А я думаю, что в каждом случае аборта или детоубийства должна быть наказана не девушка, которая произвела аборт или убила новорожденного, а нужно казнить ее отца, мать, старших сестер и братьев, всех ее близких и, вообще, тех, кто разного рода сплетнями, предрассудками, воспитанием заставили ее верить тому, что забеременеть без того, чтобы побывать в отделе записи браков, большое преступление. Тогда мы будем иметь возможность видеть на улице девушек-матерей, которых будут так же приветствовать, как епископов или королей. И это будет более, чем справедливо. Девушка, которая производит на свет детей — это единственная достойная уважения мать. Потому что она является добровольной матерью. В чем заслуга остальных? Они прекрасно знают, что производство детей создает им положение: семью. Они знают, что с первого же дня их болезненного состояния и до сорокового дня постоянно кто-то будет при них. Знают, что акушерка, хирург, мать, муж, свекровь, мамка — все они постараются облегчить ее страдание; знают, что появление на свет новорожденного будет отпраздновано.

Тогда как девушка в „положении“ не может ни на что подобное рассчитывать. Наоборот! Мужчина отвернется от нее, родители станут ругать ее, и она сама должна будет хлопотать о будущем ребенка; знает, что наступит день, и этот ребенок восстанет против нее за то что она произвела его на свет „незаконнорожденным“.

И все же она идет на все это ради своей любви, ради своих благородных чувств! Эта, и только эта настоящая мать. За другими нет никаких заслуг. Это только машины производства. Остальные женщины гарантированы от всего неприятного: это все равно, что гордо подставить свой лоб под дуло пистолета, когда заранее известно, что в нем холостой заряд».

Было пять часов вечера. Улицы становились все оживленнее. В это время Париж самый интересный. Говорят, что парижане ночные животные. А я сказал бы, что они сумеречные животные.

— Извини, — сказала, возвращаясь, Мод и положила ему голую руку вокруг шеи. — Пьерина великолепно умеет укладывать сундуки, но не в состоянии распаковать их. Тогда как…

— Ты не умеешь ни укладывать, ни раскладывать. А дальше? Когда ты ушла из дому?

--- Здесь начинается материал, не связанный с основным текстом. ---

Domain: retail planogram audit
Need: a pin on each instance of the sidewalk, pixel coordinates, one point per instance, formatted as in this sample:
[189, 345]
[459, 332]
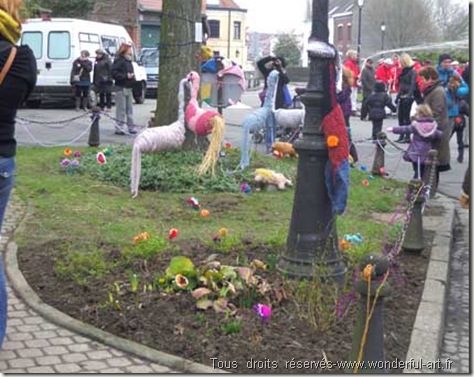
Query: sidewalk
[36, 345]
[455, 345]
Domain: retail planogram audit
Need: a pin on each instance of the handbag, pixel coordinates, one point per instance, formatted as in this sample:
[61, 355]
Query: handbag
[287, 100]
[8, 64]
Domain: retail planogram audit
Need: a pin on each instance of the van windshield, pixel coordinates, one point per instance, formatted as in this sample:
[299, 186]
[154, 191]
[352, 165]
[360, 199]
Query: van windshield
[150, 57]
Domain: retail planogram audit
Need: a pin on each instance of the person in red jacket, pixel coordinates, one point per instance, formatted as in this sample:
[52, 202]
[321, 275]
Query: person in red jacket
[352, 63]
[382, 73]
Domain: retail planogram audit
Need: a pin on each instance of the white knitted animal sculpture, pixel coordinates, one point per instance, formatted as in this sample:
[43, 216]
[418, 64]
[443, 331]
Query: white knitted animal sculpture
[157, 139]
[258, 119]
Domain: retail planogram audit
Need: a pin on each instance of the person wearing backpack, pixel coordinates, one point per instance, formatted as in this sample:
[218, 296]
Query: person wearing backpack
[407, 85]
[18, 74]
[375, 104]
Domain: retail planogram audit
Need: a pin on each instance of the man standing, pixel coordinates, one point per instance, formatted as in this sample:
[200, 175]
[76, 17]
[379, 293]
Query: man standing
[352, 63]
[367, 80]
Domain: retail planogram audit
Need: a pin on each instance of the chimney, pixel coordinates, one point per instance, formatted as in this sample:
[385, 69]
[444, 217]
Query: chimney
[45, 14]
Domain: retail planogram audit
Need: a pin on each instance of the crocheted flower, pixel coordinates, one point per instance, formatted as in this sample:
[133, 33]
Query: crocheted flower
[332, 141]
[263, 311]
[173, 233]
[65, 163]
[367, 273]
[101, 158]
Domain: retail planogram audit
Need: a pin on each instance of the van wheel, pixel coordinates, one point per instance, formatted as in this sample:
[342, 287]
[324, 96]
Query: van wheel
[34, 104]
[139, 93]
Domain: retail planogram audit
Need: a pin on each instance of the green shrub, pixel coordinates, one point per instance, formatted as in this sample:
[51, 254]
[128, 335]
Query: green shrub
[175, 171]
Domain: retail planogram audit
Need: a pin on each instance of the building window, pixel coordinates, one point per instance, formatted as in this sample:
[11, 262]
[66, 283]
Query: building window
[34, 39]
[214, 26]
[237, 28]
[340, 32]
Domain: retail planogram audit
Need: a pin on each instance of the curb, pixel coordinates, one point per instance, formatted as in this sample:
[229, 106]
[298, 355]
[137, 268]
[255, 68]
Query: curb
[20, 285]
[427, 334]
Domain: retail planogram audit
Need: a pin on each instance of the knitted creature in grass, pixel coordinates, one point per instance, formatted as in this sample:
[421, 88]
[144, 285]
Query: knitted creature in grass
[267, 117]
[264, 177]
[157, 139]
[204, 122]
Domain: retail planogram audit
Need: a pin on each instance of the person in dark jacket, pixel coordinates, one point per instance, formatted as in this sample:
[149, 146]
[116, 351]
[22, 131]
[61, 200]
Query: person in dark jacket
[103, 79]
[367, 80]
[18, 83]
[424, 130]
[344, 100]
[407, 82]
[265, 66]
[375, 104]
[466, 189]
[434, 95]
[122, 73]
[81, 80]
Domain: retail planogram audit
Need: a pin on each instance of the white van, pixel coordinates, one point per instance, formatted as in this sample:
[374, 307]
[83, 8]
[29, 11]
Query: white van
[56, 43]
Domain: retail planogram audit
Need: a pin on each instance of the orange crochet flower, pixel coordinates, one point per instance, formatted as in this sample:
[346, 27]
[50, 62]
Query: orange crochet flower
[332, 141]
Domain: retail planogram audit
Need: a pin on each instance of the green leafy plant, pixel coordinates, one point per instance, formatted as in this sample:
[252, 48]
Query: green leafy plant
[81, 266]
[232, 327]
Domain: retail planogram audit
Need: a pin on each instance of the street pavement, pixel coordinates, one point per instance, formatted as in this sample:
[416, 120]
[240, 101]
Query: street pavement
[35, 345]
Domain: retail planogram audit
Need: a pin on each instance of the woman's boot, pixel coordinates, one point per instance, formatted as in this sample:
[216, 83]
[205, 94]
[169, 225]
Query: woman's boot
[78, 103]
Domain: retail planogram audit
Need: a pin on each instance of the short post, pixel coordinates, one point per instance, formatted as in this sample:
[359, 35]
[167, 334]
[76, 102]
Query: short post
[372, 342]
[379, 159]
[414, 239]
[94, 134]
[429, 176]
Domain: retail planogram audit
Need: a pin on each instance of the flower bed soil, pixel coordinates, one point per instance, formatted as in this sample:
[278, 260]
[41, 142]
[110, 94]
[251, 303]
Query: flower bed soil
[170, 323]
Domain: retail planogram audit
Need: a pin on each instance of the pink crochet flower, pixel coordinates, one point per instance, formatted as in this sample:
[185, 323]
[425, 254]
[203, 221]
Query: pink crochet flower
[263, 311]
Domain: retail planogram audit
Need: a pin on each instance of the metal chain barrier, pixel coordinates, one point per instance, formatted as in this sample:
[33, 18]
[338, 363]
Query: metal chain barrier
[49, 124]
[32, 137]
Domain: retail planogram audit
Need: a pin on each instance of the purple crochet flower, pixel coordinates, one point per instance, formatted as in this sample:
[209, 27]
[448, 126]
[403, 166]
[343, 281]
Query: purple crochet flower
[65, 162]
[263, 311]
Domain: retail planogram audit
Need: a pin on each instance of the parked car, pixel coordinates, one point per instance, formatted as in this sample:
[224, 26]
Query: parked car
[57, 42]
[149, 59]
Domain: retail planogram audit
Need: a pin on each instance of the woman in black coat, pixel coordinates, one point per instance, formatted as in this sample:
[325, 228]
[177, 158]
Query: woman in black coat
[406, 93]
[268, 64]
[81, 80]
[103, 79]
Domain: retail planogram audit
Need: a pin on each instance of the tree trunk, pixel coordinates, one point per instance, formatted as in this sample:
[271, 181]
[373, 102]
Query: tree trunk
[177, 57]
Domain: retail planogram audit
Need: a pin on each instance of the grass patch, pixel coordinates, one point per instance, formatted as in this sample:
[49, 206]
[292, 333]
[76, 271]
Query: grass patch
[92, 207]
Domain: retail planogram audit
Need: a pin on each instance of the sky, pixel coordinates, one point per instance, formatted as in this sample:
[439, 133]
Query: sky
[272, 16]
[284, 16]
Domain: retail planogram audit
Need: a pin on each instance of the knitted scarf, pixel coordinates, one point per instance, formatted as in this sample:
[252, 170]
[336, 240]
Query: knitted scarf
[9, 27]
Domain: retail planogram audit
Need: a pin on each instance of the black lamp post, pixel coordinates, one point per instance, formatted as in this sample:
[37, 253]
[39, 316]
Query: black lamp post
[312, 246]
[382, 29]
[360, 3]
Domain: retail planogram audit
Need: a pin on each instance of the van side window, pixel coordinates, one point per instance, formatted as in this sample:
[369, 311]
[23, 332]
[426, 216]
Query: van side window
[110, 44]
[89, 42]
[34, 39]
[59, 45]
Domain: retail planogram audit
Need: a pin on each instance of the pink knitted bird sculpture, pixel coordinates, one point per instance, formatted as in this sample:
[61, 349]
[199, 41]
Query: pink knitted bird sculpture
[157, 139]
[204, 122]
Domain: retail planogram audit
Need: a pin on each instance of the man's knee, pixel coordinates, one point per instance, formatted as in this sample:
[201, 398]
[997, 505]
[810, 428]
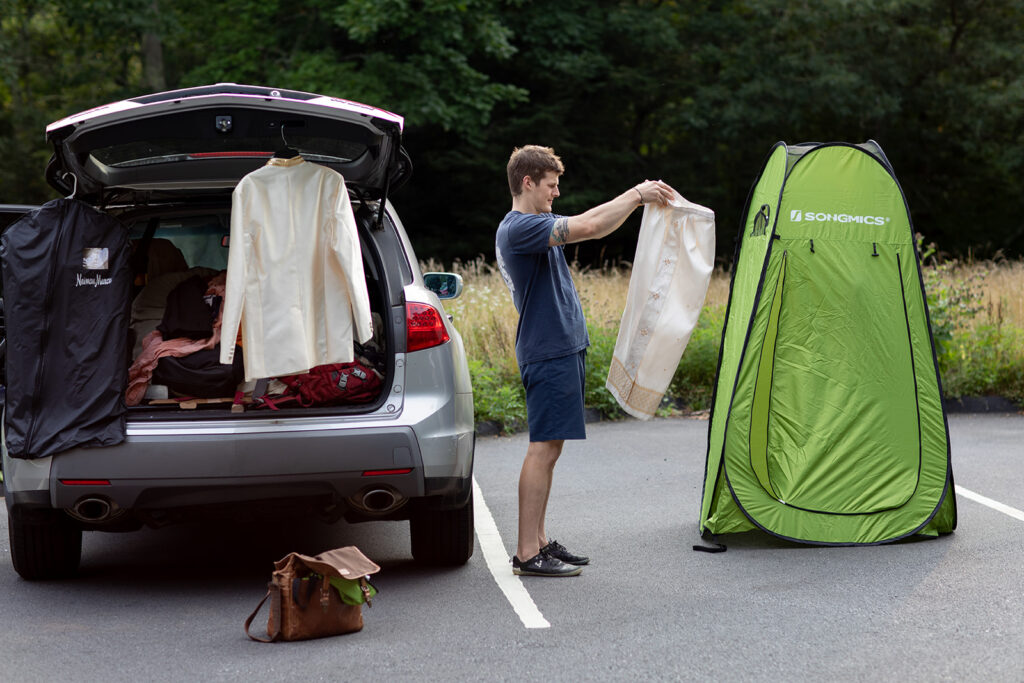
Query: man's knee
[546, 452]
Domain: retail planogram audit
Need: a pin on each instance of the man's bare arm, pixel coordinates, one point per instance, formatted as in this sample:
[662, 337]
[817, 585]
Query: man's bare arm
[605, 218]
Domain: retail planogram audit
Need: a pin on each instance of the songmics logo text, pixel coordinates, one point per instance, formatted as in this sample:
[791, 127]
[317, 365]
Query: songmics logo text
[798, 215]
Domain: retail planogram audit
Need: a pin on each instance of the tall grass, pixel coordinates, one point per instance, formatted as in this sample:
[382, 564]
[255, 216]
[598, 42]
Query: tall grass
[977, 311]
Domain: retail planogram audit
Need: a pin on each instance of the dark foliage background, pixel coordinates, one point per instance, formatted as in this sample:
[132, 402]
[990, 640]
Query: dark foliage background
[691, 92]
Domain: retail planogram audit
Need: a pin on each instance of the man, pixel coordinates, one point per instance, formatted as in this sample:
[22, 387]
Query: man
[551, 340]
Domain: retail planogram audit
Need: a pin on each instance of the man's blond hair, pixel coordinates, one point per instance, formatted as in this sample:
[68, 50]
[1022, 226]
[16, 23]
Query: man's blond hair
[531, 160]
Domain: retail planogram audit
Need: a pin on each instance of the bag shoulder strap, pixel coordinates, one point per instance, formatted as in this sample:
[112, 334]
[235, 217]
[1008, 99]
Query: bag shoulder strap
[273, 630]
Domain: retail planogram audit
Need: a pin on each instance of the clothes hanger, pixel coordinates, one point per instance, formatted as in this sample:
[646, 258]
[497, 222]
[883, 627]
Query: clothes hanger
[74, 189]
[285, 152]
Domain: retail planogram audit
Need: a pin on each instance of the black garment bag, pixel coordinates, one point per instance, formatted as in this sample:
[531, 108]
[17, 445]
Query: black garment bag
[67, 280]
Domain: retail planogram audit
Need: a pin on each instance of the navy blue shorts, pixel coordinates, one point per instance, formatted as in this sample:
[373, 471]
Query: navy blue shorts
[554, 397]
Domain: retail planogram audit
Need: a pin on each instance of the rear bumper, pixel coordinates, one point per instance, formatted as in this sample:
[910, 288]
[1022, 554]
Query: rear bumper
[181, 468]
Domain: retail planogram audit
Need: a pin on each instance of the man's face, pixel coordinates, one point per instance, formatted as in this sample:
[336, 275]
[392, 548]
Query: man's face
[541, 195]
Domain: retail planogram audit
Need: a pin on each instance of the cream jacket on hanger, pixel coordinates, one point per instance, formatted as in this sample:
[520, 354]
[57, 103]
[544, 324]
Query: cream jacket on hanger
[295, 282]
[671, 272]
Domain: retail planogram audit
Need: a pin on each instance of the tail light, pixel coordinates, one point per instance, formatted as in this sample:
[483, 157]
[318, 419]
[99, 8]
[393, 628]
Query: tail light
[424, 327]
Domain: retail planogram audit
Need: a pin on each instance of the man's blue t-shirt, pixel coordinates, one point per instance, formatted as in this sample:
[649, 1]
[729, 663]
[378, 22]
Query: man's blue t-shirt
[551, 322]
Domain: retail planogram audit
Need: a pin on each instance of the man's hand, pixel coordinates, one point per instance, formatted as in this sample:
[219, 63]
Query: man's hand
[606, 217]
[654, 191]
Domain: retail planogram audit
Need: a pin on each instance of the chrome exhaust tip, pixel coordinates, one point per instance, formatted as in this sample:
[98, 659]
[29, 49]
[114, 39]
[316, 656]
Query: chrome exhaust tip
[379, 501]
[94, 509]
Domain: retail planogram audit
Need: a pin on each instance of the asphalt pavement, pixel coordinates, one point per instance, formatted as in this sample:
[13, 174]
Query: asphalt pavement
[168, 604]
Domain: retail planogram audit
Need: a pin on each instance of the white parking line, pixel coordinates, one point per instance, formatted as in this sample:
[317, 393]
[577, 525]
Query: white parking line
[498, 562]
[995, 505]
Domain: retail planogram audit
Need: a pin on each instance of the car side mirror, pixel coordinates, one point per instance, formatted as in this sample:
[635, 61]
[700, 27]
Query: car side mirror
[444, 285]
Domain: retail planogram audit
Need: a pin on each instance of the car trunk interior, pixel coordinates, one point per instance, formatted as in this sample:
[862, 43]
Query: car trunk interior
[171, 247]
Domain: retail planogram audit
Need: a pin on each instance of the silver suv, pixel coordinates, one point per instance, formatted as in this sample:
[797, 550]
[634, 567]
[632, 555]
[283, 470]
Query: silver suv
[165, 166]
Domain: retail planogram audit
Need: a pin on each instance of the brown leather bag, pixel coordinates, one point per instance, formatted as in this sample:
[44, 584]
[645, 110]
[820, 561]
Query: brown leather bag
[313, 597]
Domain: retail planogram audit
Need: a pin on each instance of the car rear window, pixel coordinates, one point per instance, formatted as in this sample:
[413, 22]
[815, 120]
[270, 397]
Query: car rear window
[167, 151]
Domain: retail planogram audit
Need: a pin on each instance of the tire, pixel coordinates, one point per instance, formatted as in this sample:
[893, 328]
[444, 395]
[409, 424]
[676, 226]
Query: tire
[44, 544]
[442, 537]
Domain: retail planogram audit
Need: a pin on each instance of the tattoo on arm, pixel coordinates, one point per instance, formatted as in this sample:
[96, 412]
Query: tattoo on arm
[560, 230]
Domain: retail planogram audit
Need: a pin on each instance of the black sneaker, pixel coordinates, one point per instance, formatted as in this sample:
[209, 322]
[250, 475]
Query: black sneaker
[559, 551]
[543, 564]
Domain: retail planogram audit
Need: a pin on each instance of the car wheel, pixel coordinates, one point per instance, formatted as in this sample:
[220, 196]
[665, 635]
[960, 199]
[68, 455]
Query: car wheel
[44, 544]
[442, 537]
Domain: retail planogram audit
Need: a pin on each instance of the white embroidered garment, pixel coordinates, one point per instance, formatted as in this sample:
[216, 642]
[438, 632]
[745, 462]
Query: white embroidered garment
[295, 281]
[671, 273]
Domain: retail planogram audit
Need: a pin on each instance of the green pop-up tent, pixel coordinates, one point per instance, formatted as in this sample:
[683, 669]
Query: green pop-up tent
[827, 424]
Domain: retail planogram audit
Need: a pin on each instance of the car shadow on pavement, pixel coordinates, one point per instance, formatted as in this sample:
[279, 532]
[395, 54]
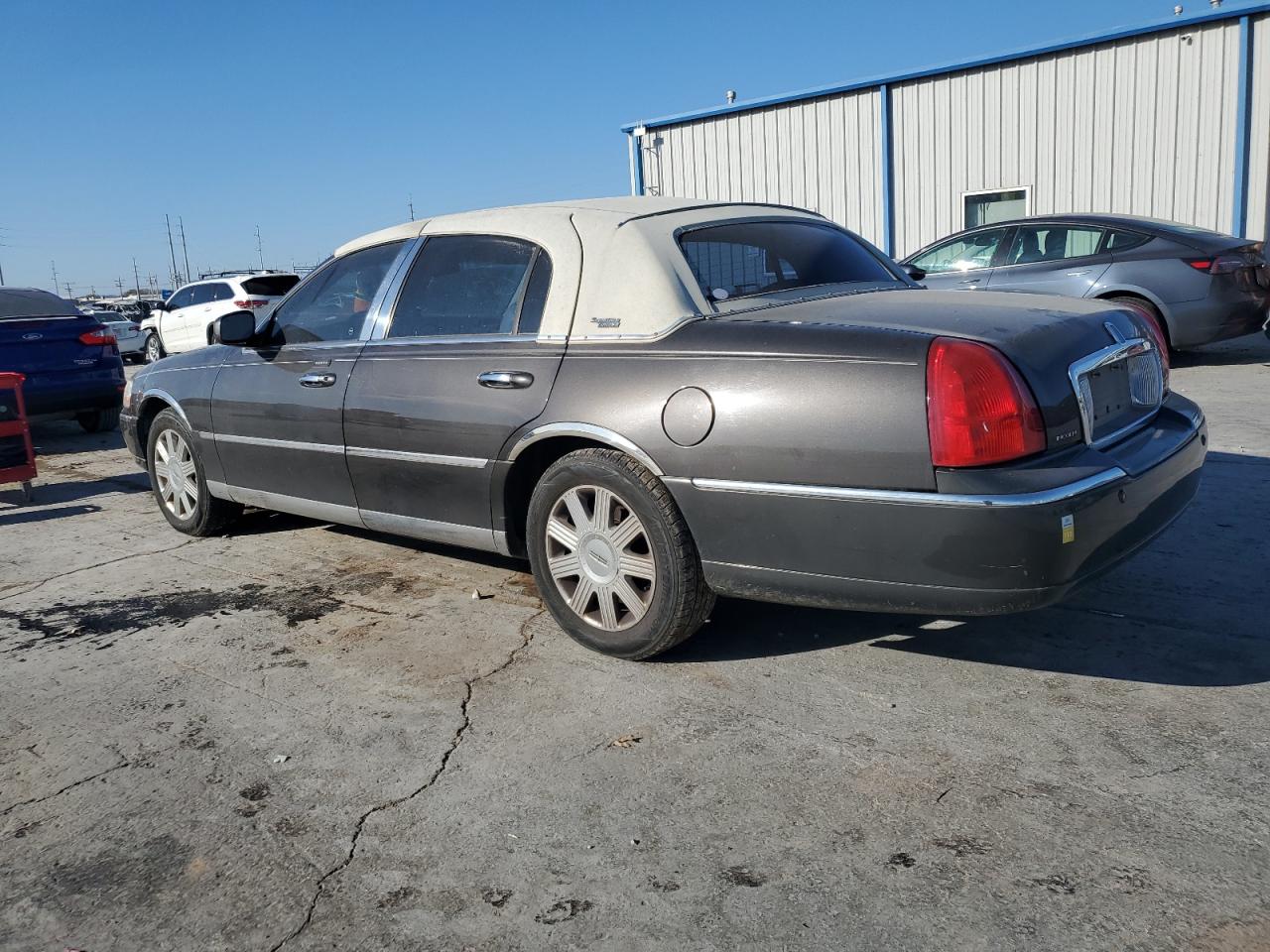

— Разве это интересует тебя? Я познакомилась с двумя или тремя мужчинами, которые были очень милы со мной: один чиновник, который не переваривал священников, и один священник, который плохо отзывался о чиновниках; один хозяин меблированных комнат, который относился с уважением как к тем, так и другим, потому что и те, и другие были его постоянными клиентами. Затем я стала танцовщицей: объехала всю Италию. В Неаполе я познакомилась с одним американцем, племянником владельца театра Метрополитен в Нью-Йорке.

— В моей жизни я познакомился с двадцатью пятью американцами обоего пола, которые говорили, что владелец Метрополитена их дядя. Там дело это, видимо, тоже поставлено очень серьезно.

— Но этот на самом деле был племянником…

— Верю, верю. Это специальность американцев иметь дядю — владельца театра. Русские заграницей говорят, что они приятели Максима Горького. Норвежцы были при крестинах Ибсена…

С большой предупредительностью вошли лакей и посыльный (лакеи в гостиницах наши предупредительные враги), чтобы разобрать кровать и унести ее.

— С меня довольно двух матрасов, — объяснила Мод своему другу, — на них я кладу ковры, турецкие шали и шиншилловый мех, который я привезла из Италии.

— Пойдешь со мной обедать? — спросил Тито, вынимая часы.

— Благодарю, но я устала. Велю принести себе чего-нибудь в комнату. Если хочешь идти, иди пожалуйста. Когда увидимся?

— Завтра.

— А не сегодня вечером?

— Я поздно вернусь.

— Тогда, до завтра.

— Тебе надо повидать импресарио. Когда начинаются представления?

— Через три дня.

— В свободные часы повожу тебя по Парижу.

Протягивая ему руку, Мод откинула голову, так что Тито поцеловал ее в ямочку на шее.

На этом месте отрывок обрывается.